Profcollect is a system daemon that facilitates sampling profile collection and reporting for native platform applications.
Profcollect can only be enabled on userdebug
or eng
builds.
Currently Profcollect only supports collecting profiles from Coresight ETM enabled ARM devices.
Instructions to enable Coresight ETM can be found from the simpleperf manual.
Profcollect has two components: profcollectd
, the system daemon, and profcollectctl
, the command line interface.
profcollectd
can be started from adb
directly (under root), or automatically on system boot by setting system property through:
adb shell device_config put profcollect_native_boot enabled true
Profcollect collects profiles periodically, as well as through triggers like app launch events. Only a percentage of these events result in a profile collection to avoid using too much resource, these are controlled by the following configurations:
Event | Config |
---|---|
Periodic | collection_interval |
App launch | applaunch_trace_freq |
Setting the frequency value to 0
disables collection for the corresponding event.
In adb root:
# Record every 60s (By default, record every 10m). The actual interval will be longer than the # set value if the device goes to hibernation. oriole:/ # setprop persist.device_config.profcollect_native_boot.collection_interval 60 # Each time recording, record ETM data for 1s (By default, it's 0.5s). oriole:/ # setprop persist.device_config.profcollect_native_boot.sampling_period 1000 # Set ETM data storage limit to 50G (By default, it is 512M). oriole:/ # setprop persist.device_config.profcollect_native_boot.max_trace_limit 53687091200 # Enable ETM data collection (By default, it's decided by the server). oriole:/ # setprop persist.device_config.profcollect_native_boot.enabled true # After adjusting configuration, need to restart profcollectd oriole:/ # setprop ctl.stop profcollectd # Wait for a few seconds. oriole:/ # setprop ctl.start profcollectd # Check if profcollectd is running oriole:/ # ps -e | grep profcollectd root 918 1 10945660 47040 binder_wait_for_work 0 S profcollectd # Check if the new configuration takes effect. oriole:/ # cat /data/misc/profcollectd/output/config.json {"version":1,"node_id":[189,15,145,225,97,167],"build_fingerprint":"google/oriole/oriole:Tiramisu/TP1A.220223.002/8211650:userdebug/dev-keys","collection_interval":{"secs":60,"nanos":0},"sampling_period":{"secs":1,"nanos":0},"binary_filter":"^/(system|apex/.+)/(bin|lib|lib64)/.+","max_trace_limit":53687091200}
To check existing collected ETM data:
oriole:/ # cd data/misc/profcollectd/trace/ oriole:/data/misc/profcollectd/trace # ls
To check if ETM data can be collected successfully:
# Trigger one collection manually. oriole:/ # profcollectctl once Trace once # Check trace directory to see if there is a recent manual trace file. oriole:/ # ls /data/misc/profcollectd/trace/ 20220224-222946_manual.etmtrace
If there are too many trace files, we need to processing them to avoid reaching storage limit. It may take a long time.

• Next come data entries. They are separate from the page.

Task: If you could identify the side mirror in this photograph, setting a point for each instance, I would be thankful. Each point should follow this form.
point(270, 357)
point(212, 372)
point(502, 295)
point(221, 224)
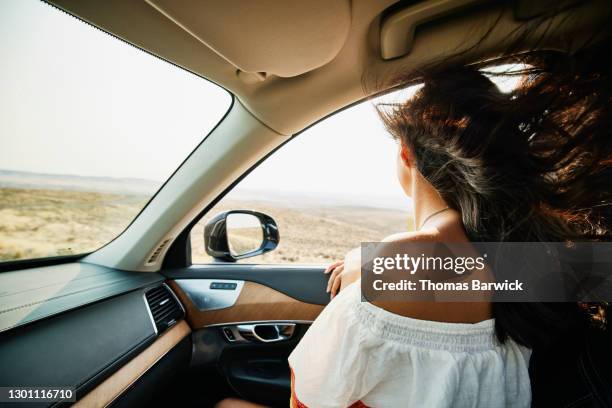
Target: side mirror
point(239, 234)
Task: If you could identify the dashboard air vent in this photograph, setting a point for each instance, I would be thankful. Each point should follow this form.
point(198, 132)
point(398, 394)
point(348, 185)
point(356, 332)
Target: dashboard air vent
point(165, 308)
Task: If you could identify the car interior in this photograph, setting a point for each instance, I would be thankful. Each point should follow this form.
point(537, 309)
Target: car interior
point(137, 322)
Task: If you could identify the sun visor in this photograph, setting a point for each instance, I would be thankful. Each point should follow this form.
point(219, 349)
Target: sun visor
point(283, 38)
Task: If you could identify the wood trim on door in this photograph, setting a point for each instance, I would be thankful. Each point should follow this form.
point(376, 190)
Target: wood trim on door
point(111, 388)
point(256, 302)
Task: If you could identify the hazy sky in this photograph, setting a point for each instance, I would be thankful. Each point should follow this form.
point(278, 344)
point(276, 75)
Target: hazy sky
point(75, 100)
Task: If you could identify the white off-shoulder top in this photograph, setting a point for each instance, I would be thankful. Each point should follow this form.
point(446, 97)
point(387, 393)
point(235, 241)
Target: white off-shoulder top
point(358, 355)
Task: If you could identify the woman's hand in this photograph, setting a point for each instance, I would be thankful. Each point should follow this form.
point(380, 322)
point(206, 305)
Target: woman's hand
point(343, 273)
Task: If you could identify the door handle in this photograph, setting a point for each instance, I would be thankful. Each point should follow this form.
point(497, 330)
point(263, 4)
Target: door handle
point(264, 332)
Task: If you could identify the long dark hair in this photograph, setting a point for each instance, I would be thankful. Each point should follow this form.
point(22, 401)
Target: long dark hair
point(534, 164)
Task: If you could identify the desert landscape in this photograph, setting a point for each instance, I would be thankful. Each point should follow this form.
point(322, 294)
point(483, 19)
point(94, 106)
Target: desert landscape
point(39, 222)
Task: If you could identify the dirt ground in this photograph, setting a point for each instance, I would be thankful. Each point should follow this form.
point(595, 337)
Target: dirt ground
point(39, 223)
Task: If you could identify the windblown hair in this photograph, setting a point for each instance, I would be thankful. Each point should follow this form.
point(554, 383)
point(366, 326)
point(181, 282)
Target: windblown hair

oriole:/ # profcollectctl process Processing traces
The raw tracing data needs to be combined with the original binary to create the AutoFDO branch list. This is a costly process, thus it is done separately from the profile collection. Profcollect attempts to process all the traces when the device is idle and connected to a power supply. It can also be initiated by running:
adb shell profcollectctl process
After actively using the device for a period of time, the device should have gathered enough data to generate a good quality PGO profile that represents typical system usage. Run the following command to create a profile report:
$ adb shell profcollectctl report Creating profile report Report created at: 12345678-0000-abcd-8000-12345678abcd
You can then fetch the report by running (under root):
adb pull /data/misc/profcollectd/report/12345678-0000-abcd-8000-12345678abcd.zip
In development
For each trace file, run:
simpleperf inject \ -i {TRACE_FILE_NAME} \ -o {OUTPUT_FILE_NAME}.data \ --binary {BINARY_NAME} \ --symdir out/target/product/{PRODUCT_NAME}/symbols
Afterwards, run AutoFDO to generate Clang PGO profiles:
create_llvm_prof \ --profiler text \ --binary=${BINARY_PATH} \ --profile=${INPUT_FILE_NAME} \ --out={OUTPUT_FILE_NAME}.profdata
Finally, merge all the PGO profiles into one profile:
find {INPUT_DIR} -name *.profdata > proflist prebuilts/clang/host/linux-x86/llvm-binutils-stable/llvm-profdata merge \ --binary \ --sample \ --input-files proflist \ --output merged.profdata
More profile data usually generates better quality profiles. You may combine data from multiple devices running the same build to improve profile quality, and/or reduce the performance impact for each device (by reducing collection frequency).